Di Indonesia, kedua bencana ini semakin sering terjadi. Badan Nasional Penanggulangan Bencana (BNPB) mencatat bahwa dalam beberapa tahun terakhir, banjir mendominasi kejadian bencana, terutama di wilayah perkotaan yang mengalami urbanisasi cepat tanpa perencanaan lingkungan yang baik. Di sisi lain, kekeringan juga semakin sering terjadi, terutama di daerah pertanian yang bergantung pada air hujan. Fenomena El Niño dan La Niña memperburuk kondisi ini, menyebabkan ketimpangan antara curah hujan tinggi dan musim kering yang lebih panjang.

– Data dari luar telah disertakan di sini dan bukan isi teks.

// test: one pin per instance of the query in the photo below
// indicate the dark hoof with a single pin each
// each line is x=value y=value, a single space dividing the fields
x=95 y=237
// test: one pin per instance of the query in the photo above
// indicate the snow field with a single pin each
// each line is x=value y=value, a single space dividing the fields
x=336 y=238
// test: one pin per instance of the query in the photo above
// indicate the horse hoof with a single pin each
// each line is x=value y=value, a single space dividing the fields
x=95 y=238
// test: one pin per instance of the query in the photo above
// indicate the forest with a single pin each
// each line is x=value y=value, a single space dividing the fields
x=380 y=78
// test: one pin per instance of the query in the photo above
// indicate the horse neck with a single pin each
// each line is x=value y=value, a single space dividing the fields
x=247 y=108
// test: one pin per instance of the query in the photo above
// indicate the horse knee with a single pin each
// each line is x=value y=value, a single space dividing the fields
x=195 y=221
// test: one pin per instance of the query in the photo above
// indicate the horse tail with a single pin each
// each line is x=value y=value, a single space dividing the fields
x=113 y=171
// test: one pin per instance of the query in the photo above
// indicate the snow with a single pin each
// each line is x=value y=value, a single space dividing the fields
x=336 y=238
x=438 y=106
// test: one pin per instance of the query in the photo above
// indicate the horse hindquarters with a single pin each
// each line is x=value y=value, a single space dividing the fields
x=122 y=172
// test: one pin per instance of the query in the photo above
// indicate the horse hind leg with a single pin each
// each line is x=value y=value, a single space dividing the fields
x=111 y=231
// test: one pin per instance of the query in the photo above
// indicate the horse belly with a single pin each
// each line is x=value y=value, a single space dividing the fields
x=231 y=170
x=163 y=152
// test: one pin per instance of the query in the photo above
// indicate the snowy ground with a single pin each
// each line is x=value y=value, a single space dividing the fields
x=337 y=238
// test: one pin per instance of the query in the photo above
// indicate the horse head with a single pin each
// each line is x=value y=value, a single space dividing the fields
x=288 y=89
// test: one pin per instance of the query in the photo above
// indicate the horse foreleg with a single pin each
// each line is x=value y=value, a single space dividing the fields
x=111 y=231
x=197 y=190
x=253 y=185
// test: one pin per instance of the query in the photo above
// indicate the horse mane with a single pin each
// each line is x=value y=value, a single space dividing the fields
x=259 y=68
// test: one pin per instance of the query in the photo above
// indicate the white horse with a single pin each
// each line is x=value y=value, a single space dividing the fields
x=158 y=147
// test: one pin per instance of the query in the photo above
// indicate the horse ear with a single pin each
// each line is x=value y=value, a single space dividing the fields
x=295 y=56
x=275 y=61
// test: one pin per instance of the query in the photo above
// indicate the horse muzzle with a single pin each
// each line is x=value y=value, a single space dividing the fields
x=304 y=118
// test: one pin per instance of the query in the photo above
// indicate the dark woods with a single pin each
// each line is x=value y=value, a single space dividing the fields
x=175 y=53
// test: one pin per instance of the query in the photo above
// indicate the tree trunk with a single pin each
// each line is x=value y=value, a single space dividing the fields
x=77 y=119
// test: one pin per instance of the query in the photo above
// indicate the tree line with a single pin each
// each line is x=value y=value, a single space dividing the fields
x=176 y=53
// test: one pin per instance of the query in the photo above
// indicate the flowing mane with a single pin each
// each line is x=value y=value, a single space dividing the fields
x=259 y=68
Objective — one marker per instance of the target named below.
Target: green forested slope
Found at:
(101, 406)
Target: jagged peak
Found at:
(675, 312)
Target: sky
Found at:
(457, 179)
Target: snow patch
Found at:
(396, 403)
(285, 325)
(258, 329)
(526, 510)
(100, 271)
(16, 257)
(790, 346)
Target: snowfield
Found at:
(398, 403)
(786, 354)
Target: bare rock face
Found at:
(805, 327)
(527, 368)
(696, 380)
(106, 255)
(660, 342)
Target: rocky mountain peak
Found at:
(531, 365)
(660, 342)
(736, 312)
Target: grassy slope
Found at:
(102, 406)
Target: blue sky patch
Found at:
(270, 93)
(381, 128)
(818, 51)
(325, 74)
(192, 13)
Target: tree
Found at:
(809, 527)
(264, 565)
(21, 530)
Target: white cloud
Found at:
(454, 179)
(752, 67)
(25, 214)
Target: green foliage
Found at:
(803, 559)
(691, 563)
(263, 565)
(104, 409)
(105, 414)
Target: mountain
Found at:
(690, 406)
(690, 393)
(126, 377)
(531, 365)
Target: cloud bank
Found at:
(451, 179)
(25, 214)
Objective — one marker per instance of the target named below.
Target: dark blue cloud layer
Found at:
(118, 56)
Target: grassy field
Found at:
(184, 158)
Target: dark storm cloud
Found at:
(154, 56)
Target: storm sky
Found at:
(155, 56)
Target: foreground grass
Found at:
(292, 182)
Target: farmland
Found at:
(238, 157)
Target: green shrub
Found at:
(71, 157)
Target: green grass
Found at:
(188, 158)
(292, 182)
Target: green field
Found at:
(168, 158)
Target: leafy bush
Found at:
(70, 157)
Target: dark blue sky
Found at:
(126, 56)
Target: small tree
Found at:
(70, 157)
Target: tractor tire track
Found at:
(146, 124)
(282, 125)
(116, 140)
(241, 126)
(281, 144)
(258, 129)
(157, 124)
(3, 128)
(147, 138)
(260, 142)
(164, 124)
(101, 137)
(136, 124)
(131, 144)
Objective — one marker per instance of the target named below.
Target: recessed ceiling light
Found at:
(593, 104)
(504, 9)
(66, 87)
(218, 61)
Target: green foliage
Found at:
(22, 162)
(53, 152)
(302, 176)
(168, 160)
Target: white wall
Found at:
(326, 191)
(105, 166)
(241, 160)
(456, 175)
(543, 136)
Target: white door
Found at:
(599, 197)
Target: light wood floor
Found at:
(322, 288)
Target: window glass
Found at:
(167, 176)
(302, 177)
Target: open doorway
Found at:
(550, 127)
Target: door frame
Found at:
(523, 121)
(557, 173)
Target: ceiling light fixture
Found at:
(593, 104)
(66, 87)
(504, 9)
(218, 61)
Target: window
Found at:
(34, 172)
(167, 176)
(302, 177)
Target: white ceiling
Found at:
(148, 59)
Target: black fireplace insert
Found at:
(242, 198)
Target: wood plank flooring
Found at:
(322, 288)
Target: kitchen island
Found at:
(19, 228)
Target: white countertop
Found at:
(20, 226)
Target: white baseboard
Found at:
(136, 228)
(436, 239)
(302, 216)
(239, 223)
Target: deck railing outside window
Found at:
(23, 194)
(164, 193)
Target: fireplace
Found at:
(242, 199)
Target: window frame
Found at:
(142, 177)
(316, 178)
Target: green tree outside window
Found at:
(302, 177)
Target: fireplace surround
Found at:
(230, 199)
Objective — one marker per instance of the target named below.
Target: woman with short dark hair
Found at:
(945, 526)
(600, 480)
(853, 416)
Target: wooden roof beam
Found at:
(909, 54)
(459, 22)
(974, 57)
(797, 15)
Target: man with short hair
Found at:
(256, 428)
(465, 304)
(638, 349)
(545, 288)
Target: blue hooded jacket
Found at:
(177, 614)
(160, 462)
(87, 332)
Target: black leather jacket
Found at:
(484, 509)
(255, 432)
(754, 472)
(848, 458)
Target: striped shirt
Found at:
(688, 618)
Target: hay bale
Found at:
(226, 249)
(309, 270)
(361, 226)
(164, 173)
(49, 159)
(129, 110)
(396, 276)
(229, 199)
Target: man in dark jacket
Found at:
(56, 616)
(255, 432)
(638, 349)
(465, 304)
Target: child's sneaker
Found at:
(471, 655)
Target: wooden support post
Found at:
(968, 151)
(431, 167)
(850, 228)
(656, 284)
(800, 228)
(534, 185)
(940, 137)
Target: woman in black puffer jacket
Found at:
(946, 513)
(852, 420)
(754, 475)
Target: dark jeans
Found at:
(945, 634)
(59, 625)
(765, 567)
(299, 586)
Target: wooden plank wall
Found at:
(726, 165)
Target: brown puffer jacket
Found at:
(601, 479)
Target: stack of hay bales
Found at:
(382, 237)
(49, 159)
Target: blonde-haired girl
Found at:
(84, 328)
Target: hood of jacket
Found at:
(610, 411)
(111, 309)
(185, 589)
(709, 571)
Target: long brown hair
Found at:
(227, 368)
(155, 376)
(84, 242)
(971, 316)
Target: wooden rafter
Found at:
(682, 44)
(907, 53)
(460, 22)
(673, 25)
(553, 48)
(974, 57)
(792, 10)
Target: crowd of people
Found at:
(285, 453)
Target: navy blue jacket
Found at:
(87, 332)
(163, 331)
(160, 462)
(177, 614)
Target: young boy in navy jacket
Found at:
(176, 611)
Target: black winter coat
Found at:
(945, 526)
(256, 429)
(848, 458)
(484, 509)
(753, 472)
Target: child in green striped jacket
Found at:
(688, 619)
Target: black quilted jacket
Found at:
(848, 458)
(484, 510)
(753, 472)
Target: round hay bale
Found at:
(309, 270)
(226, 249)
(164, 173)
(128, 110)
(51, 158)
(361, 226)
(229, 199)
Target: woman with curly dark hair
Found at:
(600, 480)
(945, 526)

Strategi Jangka Pendek Menghadapi Banjir dan Kekeringan
Untuk mengatasi dampak langsung dari banjir dan kekeringan, pemerintah dan masyarakat perlu mengambil langkah-langkah cepat dan tanggap. Beberapa strategi yang dapat diterapkan dalam jangka pendek meliputi sebagai langkah awal, mengurangi sampah plastik dan membuang sampah pada tempatnya, karena kebiasaan sederhana seperti ini dapat membantu mencegah penyumbatan saluran air yang sering menjadi penyebab banjir. Di samping itu, memanen dan menyimpan air hujan juga menjadi langkah penting, di mana pemanfaatan air hujan untuk kebutuhan sehari-hari seperti menyiram tanaman atau mencuci kendaraan dapat mengurangi ketergantungan pada air bersih saat musim kemarau.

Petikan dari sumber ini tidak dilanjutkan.